La foule hurlait dans la rue, à la fois proche et éloignée, et creusait le gouffre qui s'étendait dans son cœur. Ses chevilles lui faisaient mal depuis qu'elle avait tenté d'escalader les ruines près du Cœur Noir. Son esprit s'embrumait, elle se sentait au bord du sommeil. Elle ne voulait pas de ce sommeil-là. Elle voulait de l'aide, du réconfort. Elle voulait rester éveillée.

— VALOIN !

Un choc lui frappa le ventre à travers la robe. Ce projectile était dur. Blondin lui aurait dit de se recroqueviller, de protéger sa tête, mais une force invisible l'en empêchait. Maudite soit-elle. Son corps ne répondait plus, ses pensées vacillaient. L'obscurité grandissait, elle s'échappait des ombres pour envahir la lumière. Doux-doux, abandonné au sol non loin de sa tête, perdait ses contours. Le vide grandissait en elle.

Non, non, elle voulait encore voir le soleil.

— Eh.

Un garçon approchait. C'était celui-là, avec les verres fendus sur les yeux. Elle le vit, grande tâche floue, les remonter sur son front, en étalant des traces noires sur sa peau.

Il s'assit à côté d'elle.

— C'sont des choses qu'arrivent, murmura-t-il, alors que les cris au loin se ravivaient. Ma famille était comme toi, z'avaient attrapé cette maladie qui fait tousser. Tu connais cette maladie ?

Elle ne l'entendait plus. Elle l'ignorait. Elle imaginait Blondin à sa place, en train de la serrer contre lui.

Le garçon se racla la gorge, se déplaça sur le sol jusqu'à cacher la foule hargneuse.

— Z'étaient comme toi, z'avaient mal, continua-t-il à voix basse. Mais m'ain'nant, z'ont plus mal. Ça va faire pareil pour toi. T'as mal, mais bientôt, t'inquiète... Ça ira.

L'eau croupie de la flaque imprégnait sa robe jusqu'à la taille. Blondin la tordait pour faire tomber les gouttes. « Ça ira. » Elle sèchera.

— Valoin !

— Valoin !

La nuit tombait déjà. Mais Blondin la guidait vers le soleil. Le vent du vide jouait avec ses volants, avec les cheveux blonds de son frère. Le ciel devenait noir, mais il faisait toujours jour.

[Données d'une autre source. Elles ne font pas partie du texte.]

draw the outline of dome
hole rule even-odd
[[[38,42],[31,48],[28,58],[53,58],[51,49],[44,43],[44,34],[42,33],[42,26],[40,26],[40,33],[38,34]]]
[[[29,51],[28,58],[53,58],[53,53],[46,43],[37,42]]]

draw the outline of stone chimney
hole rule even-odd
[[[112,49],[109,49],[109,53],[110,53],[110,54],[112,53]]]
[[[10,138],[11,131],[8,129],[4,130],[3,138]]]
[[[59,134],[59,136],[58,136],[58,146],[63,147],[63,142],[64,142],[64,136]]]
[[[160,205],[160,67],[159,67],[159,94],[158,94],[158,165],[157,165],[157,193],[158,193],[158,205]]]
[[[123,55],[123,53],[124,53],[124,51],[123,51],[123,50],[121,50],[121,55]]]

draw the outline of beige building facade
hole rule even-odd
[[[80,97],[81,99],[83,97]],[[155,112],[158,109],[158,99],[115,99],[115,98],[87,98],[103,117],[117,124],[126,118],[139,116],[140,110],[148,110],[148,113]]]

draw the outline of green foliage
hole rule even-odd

Des lumières traversaient leurs yeux, se fondaient dans une nuit immense, qui continuait même sous leurs pieds.

— Valoin !

Elle sentait Blondin là, avec elle.

— Valoin !

— Eh, t'sais, Val.

Le dernier rayon de soleil disparut.

— C's'ra pas si terrible, entendait-elle au loin. C's'ra bien. Faut pas avoir peur.

Les lumières vivaient derrière ses yeux. Là où le monde cessait d'exister, là où commençaient ses rêves.

— Eh... ?

Plus de cris. Plus de froid.

— Val ?

Chauvette rêvait d'un monde où le bonheur existait. Elle rêvait d'un miracle qui l'aurait rendue à la vie, elle rêvait que toutes ses pensées deviennent réalité. « C'est possible », soufflait Blondin. « Je n'oublierai pas ma promesse », ajoutait-il.

Quelque chose poussait sur le front de Chauvette.

« Je n'oublierai pas ma promesse. »

Sous une boucle de cheveux roses, la petite fille rouvrit les yeux. 

Son cœur s'embrasait d'une flamme aux couleurs de nuits dansantes.